Sunday 23 November 2014

Anselm Kiefer

The Guardian's Jonathan Jones. who I've admired ever since he slagged off some of the world's foremost art theorists, recently wrote that Anselm Kiefer was "the most liberating painter since Jackson Pollock".  

 In another article,  Jones called Kiefer's exhibition at the Royal Academy "an exciting roller coaster ride of beauty, horror and history".

So I decided to go and see it while my wife did some Christmas shopping in Fortnum and Masons, on the other side of the street.

Well,  Kiefer's pictures certainly are dramatic.  Most of them are enormous - one is more than 12 ft high and 25 ft wide - and some of them make use of materials like lead, ash, cracked clay and crumbling earth.   

The engineer in me kept wondering how they managed to transport such huge objects that in some cases must be incredibly fragile and in other cases, incredibly heavy.  Apparently, the Royal Academy  allowed for an extended period to set up the exhibition.

The other question that bugs me is who would buy such enormous works of art?  You'd need to have an extraordinary scale home to accommodate them.

Kiefer, by the way, has two really extraordinary scale "studios".  

One of them is a 200 acre compound in the south of France.  When he moved there in 1992 he needed 70 trucks to move the contents of his studio.  Now, apparently, he'd need a lot more.  A review in the Guardian by Michael Prodger says: 


 "There are Kew Gardens-size greenhouses that are used as immense vitrines containing a 12-foot lead battleship washed up on a choppy sea of broken concrete or a full-scale lead aeroplane sprouting sunflowers. Elsewhere there is a cathedral-like barn with six house-size paintings in it and an underground temple of Karnak, where the columns were made by digging out the earth from around the foundations of the buildings above. There are tunnels and subterranean hospital wards, a lead-lined room full of water and a series of pavilions, each bigger than a squash court, with doors that open like an altarpiece triptych to reveal a single work inside. Metaphysics and megalomania are mixed on a daunting scale, and the effect is overwhelming."

Kiefer now spends most of his time in his other "studio" -   a 36,000 square meter former warehouse of a department store on the outskirts of Paris.

So what about Kiefer himself?    He was born in Germany at the end of World War II and is fixated on history, particularly the horrors of the Nazi era.  He managed to get into trouble in Germany by using the Nazi salute (which is illegal) to try and encourage Germans to address rather than suppress their recent past.  

He's also fascinated by German legends,  books, alchemy and the work of a poet, Paul Celan.

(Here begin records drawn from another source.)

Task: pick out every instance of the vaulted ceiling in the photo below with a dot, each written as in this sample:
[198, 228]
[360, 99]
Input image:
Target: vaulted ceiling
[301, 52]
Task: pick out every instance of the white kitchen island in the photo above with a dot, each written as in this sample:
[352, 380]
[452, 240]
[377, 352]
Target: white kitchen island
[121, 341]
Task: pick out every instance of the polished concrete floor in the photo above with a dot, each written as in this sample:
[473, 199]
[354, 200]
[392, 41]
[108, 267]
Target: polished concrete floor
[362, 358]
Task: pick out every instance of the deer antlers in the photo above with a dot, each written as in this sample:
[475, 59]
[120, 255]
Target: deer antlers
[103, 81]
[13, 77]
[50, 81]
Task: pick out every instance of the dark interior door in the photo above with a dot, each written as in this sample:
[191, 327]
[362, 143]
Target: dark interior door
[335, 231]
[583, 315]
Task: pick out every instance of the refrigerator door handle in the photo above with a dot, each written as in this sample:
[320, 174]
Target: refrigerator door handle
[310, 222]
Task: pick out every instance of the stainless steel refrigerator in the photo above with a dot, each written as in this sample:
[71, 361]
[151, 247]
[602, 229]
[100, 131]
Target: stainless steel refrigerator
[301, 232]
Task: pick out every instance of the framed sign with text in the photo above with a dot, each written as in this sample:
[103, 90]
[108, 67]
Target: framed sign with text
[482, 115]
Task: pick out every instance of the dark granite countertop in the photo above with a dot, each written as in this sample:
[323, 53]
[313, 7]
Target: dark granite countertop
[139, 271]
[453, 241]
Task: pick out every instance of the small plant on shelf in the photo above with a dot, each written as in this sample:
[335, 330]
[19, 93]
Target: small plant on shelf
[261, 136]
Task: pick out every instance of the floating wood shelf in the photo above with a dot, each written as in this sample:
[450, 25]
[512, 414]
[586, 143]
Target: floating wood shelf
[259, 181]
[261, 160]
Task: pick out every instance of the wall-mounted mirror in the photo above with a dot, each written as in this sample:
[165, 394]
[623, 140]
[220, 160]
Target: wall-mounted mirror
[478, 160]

His paintings are incredibly powerful, partly because of their huge scale and partly because of the dramatic way in which they are "painted" - as noted, he "paints" with all sorts of odd materials.  I particularly liked Winter Landscape and a series of views inside a wooden hut, as in this picture.  I also liked his sheets of lead with diamonds embedded in them.

He also does lots of other non-painting stuff.

I liked his tanks of water containing rusting models of submarines, which were in the entrance courtyard of the Royal Academy.  As Jonathan Jones writes in his review,  they look like parodies of Damien Hirst's shark.

I really didn't "get" Kiefer's huge books.  You can't actually turn the pages because they're so massive  and so delicate - they make use of plaster.  And the images I could see didn't do anything for me.

Overall, I think I should have done some research before going to the exhibition, so I had a better idea what I was looking at.

UPDATE:  I hadn't realised that there was a TV documentary about Kiefer on BBC1 last Tuesday.  Here's a link to it on iPlayer - it's  only got a 4 week shelf life.

I came away from the documentary thinking Kiefer is quite extraordinary - the sort of artist I would like to be.  His interest in history is really about time and death and rebirth - how the atoms that make up everything in the world are constantly recycled.   One of the reasons he needs such big studios is that he never throws anything away - he says he's waiting until he finds a use for it.